In the irradiated samples, changes in mechanical properties were detected in different directions (stiffening with wet irradiation, softening with dry irradiation). Fluorescence lifetime was also found to change in different directions as a function of hydration. This supports the hypothesis of alternate mechanisms by which ionising radiation interactions with the collagen fibrils mediated by water.

Conclusions

We identify unique variations in the properties of collagen following in vitro tissue glycation by MGO and propose this method of collagen crosslinking as a means to modulate the biophysical properties of collagen fibrils and scaffolds prior to cell seeding or clinical implantation.

We also demonstrate that ionising radiation can alter the mechanical properties of collagen fibrils with minimal morphological change and that these changes arise from inter-fibrillar changes.
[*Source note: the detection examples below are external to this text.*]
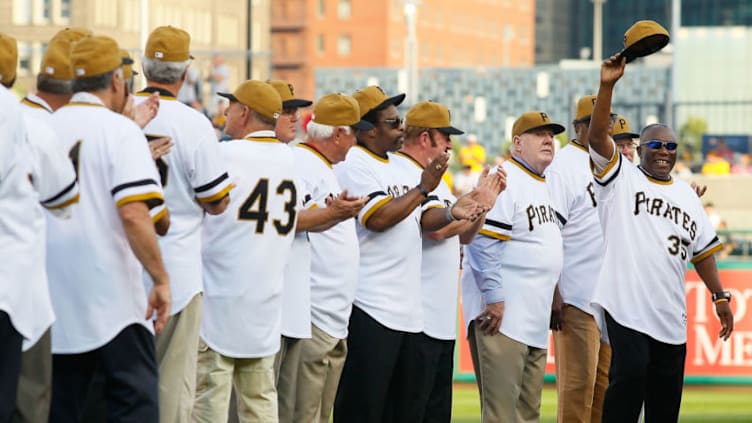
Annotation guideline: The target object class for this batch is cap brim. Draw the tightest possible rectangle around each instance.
[619,34,669,63]
[374,94,407,110]
[282,98,313,107]
[350,120,375,131]
[523,123,565,135]
[611,132,640,141]
[436,126,464,135]
[217,93,238,101]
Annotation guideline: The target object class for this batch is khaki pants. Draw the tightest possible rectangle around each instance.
[468,322,546,423]
[193,340,278,423]
[277,325,347,423]
[553,305,611,423]
[11,329,52,423]
[155,294,202,423]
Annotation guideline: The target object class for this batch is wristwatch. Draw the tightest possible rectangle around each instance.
[711,291,731,304]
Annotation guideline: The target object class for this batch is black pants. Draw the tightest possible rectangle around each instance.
[603,313,687,423]
[388,333,454,423]
[0,310,23,422]
[50,324,159,423]
[334,306,408,423]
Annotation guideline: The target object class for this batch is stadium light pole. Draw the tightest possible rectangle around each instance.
[404,0,420,104]
[592,0,606,63]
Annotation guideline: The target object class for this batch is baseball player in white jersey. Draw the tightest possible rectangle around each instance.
[0,34,78,422]
[391,101,505,422]
[193,81,298,423]
[47,37,170,422]
[334,86,482,422]
[546,95,616,422]
[135,26,232,423]
[21,28,91,121]
[588,56,734,422]
[277,94,373,422]
[462,112,564,422]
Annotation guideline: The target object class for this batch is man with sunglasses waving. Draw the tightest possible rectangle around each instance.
[588,56,734,422]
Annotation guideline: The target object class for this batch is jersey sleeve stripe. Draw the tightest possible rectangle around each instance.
[196,184,235,203]
[44,193,80,210]
[193,172,230,194]
[692,241,723,264]
[115,192,164,209]
[110,179,159,196]
[41,179,76,207]
[361,195,392,226]
[484,218,512,231]
[478,229,512,241]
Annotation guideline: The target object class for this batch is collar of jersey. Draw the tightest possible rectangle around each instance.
[394,151,425,169]
[298,142,333,169]
[637,165,674,185]
[66,92,105,107]
[136,87,178,100]
[509,156,546,182]
[569,140,589,153]
[243,130,282,143]
[355,142,389,163]
[21,94,52,113]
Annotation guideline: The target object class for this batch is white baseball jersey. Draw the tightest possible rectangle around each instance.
[0,86,40,339]
[546,141,603,315]
[22,108,78,351]
[135,92,232,314]
[293,144,360,339]
[201,131,298,358]
[334,145,423,332]
[394,152,460,340]
[47,93,167,354]
[590,144,722,345]
[21,94,52,123]
[462,157,562,348]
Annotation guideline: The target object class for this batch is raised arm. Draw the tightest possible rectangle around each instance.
[588,56,626,158]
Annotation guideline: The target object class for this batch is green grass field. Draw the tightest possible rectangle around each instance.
[452,384,752,423]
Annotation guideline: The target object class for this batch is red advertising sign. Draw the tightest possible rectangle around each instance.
[455,269,752,383]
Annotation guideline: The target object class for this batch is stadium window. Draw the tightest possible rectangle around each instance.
[337,0,352,19]
[337,34,352,56]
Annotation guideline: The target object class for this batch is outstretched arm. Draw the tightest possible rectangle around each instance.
[588,55,626,158]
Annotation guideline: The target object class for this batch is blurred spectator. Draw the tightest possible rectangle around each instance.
[731,153,752,175]
[460,134,486,173]
[704,201,723,230]
[702,151,731,175]
[207,54,230,103]
[454,165,480,197]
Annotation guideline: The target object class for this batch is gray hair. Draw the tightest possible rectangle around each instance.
[37,73,73,94]
[143,57,191,84]
[308,121,352,140]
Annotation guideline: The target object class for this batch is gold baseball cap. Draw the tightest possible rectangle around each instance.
[50,28,94,43]
[120,49,138,79]
[266,79,313,107]
[71,35,133,79]
[0,32,18,84]
[405,100,464,135]
[353,85,405,117]
[145,26,193,62]
[311,93,373,131]
[222,80,282,119]
[574,95,616,122]
[611,115,640,140]
[512,112,564,137]
[619,21,669,63]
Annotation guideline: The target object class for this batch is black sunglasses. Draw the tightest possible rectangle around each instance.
[642,140,679,151]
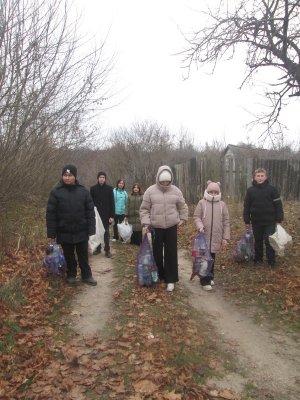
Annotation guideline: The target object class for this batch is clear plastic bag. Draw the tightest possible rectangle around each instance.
[43,243,66,274]
[117,221,132,243]
[190,232,214,280]
[269,224,292,257]
[233,229,254,262]
[135,234,159,286]
[89,207,105,254]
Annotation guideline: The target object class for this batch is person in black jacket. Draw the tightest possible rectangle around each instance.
[244,168,283,268]
[90,171,115,258]
[46,164,97,286]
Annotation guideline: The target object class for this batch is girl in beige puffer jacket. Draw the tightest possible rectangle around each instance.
[140,165,188,292]
[194,181,230,290]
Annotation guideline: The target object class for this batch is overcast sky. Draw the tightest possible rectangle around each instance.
[75,0,300,145]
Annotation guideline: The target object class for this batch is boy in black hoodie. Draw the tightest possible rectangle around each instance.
[244,168,283,269]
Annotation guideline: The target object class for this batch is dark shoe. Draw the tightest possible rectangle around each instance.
[81,276,97,286]
[67,276,77,285]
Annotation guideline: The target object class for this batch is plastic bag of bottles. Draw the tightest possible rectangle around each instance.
[136,234,159,286]
[190,232,214,280]
[269,224,292,257]
[43,243,66,274]
[233,229,254,262]
[89,207,105,254]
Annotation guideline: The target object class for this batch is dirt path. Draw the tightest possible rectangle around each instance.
[179,252,300,400]
[68,245,300,400]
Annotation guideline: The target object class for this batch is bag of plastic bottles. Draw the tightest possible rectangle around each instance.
[135,234,159,286]
[269,224,292,257]
[89,207,105,254]
[233,229,254,262]
[190,232,214,280]
[43,243,66,274]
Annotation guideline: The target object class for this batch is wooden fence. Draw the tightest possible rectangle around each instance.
[174,156,300,204]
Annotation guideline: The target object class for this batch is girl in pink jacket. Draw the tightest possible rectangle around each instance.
[194,181,230,290]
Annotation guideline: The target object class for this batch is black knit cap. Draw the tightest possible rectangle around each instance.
[97,171,106,179]
[61,164,77,178]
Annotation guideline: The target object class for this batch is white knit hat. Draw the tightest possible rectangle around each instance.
[206,181,221,193]
[158,170,172,182]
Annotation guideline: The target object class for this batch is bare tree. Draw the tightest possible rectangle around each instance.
[0,0,111,205]
[185,0,300,135]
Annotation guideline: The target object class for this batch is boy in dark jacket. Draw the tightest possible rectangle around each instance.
[90,171,115,258]
[46,164,97,286]
[244,168,283,268]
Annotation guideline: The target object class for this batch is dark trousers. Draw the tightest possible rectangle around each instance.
[114,214,125,240]
[152,225,179,283]
[252,224,276,264]
[130,231,142,246]
[200,253,216,286]
[97,225,110,253]
[61,240,92,279]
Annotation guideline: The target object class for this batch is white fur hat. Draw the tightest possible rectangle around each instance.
[158,170,172,182]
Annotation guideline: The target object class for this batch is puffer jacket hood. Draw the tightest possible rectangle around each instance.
[156,165,174,190]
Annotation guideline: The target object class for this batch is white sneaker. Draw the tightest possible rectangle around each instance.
[166,283,175,292]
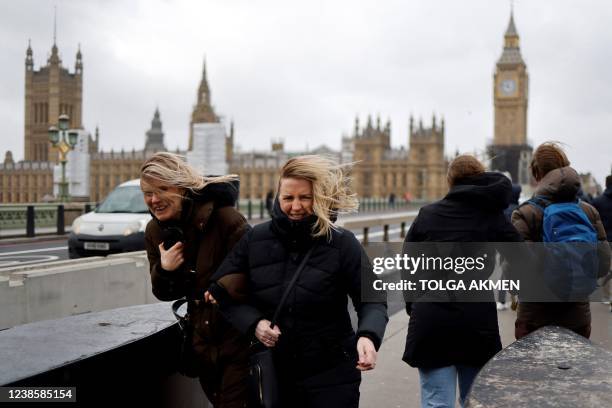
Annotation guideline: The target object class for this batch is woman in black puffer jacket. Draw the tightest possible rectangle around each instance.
[209,156,388,408]
[403,155,522,407]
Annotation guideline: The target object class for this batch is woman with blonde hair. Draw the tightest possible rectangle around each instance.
[209,155,388,408]
[140,153,248,408]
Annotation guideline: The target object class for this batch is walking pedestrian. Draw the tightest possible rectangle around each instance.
[209,155,388,408]
[512,142,610,339]
[140,153,248,408]
[497,184,523,311]
[593,174,612,312]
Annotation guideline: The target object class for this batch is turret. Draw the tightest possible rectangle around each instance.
[26,40,34,72]
[74,44,83,75]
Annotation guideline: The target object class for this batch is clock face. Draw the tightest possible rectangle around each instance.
[500,79,516,95]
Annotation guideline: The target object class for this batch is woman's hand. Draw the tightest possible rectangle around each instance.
[357,337,376,371]
[204,291,217,305]
[255,319,281,347]
[159,242,184,271]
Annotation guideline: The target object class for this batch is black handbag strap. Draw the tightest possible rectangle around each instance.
[270,244,316,327]
[172,298,189,330]
[172,298,187,320]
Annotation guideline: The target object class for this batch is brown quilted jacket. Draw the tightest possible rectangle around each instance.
[512,167,610,329]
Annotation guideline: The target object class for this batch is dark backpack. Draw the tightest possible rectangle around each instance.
[528,197,598,301]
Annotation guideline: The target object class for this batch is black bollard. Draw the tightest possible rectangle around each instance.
[26,205,34,237]
[57,204,66,235]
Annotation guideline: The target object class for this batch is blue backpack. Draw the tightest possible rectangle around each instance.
[528,197,598,301]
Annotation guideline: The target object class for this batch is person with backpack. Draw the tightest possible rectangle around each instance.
[512,142,610,339]
[140,152,249,408]
[497,184,523,311]
[593,174,612,312]
[207,155,388,408]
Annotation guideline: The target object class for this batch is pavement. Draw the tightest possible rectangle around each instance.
[360,303,612,408]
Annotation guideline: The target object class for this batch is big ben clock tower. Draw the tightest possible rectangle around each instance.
[489,13,532,184]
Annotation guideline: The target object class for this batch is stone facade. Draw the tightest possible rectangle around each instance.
[350,116,448,201]
[0,151,54,204]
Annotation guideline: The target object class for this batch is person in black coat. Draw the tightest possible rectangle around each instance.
[592,175,612,304]
[207,156,388,408]
[403,155,522,407]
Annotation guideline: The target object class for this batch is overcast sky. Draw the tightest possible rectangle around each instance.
[0,0,612,183]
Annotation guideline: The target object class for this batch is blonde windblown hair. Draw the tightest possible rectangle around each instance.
[277,155,359,239]
[140,152,238,193]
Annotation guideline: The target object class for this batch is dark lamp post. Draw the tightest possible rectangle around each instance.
[49,114,79,203]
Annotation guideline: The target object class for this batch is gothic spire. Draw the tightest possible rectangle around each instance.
[26,39,34,71]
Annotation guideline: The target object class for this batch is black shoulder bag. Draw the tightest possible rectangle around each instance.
[172,298,199,378]
[248,245,314,408]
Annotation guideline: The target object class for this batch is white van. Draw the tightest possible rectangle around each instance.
[68,179,151,258]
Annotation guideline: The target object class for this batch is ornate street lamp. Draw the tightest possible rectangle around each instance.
[49,114,79,203]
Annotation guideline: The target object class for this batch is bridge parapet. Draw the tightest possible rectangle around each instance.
[0,303,207,408]
[466,326,612,408]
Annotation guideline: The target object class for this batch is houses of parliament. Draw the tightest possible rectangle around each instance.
[0,12,531,203]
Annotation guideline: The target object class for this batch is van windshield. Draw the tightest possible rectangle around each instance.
[96,186,149,213]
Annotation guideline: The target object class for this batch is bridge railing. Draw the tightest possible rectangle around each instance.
[0,303,210,408]
[0,198,424,239]
[0,203,95,239]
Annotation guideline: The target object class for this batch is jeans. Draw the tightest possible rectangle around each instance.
[419,365,480,408]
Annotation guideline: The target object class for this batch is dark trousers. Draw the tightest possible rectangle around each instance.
[279,360,361,408]
[514,319,591,340]
[194,333,249,408]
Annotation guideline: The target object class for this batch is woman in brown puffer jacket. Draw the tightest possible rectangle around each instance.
[140,153,249,408]
[512,143,610,339]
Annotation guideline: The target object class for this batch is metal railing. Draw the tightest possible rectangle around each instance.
[236,198,424,220]
[0,203,95,239]
[0,198,424,242]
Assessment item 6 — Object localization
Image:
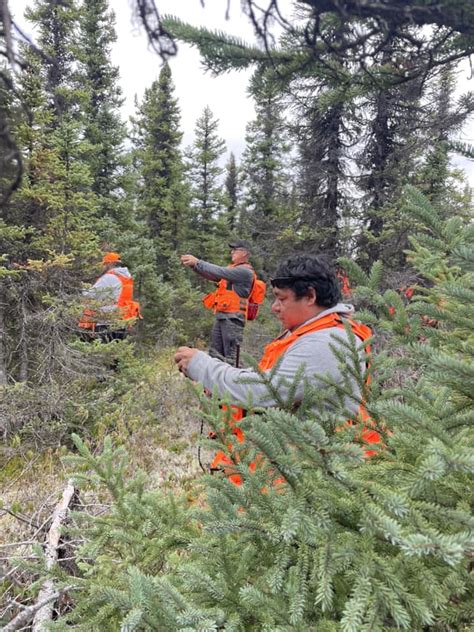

Clinically, these changes may have implications in the pathophysiology and management of radiation-related sequelae, including osteoradionecrosis and cancer dissemination.

Fig 1: (a) Representative topological AFM images of (top) single collagen fibril, (middle) collagen fibrils in scaffold, (bottom) extracted collagen fibrils in rat tail tendon, (b) Autofluorescence of glycated collagen scaffolds over a 3-day incubation period, (c) Representative fluorescence decays of glycated collagen scaffolds, (d) Mean fluorescence lifetimes of collagen scaffolds, (f) Mean fluorescence lifetimes of irradiated collagen scaffolds.

References

[1] Brown RA, Wiseman M, Chuo CB, Cheema U, Nazhat SN. “Ultrarapid Engineering of Biomimetic Materials and Tissues: Fabrication of Nano- and Microstructures by Plastic Compression”. Adv Funct Mater. 15(11):1762-70, 2005.

[2] M. Vaez, M. Asgari, L. Hirvonen, G. Bakir, E. Khattignavong, M. Ezzo, S. Aguayo, C. M. Schuh, K. Gough, L. Bozec. “Modulation of the biophysical and biochemical properties of collagen by glycation for tissue engineering applications”. Acta Biomaterialia, 155:182-198, 2023.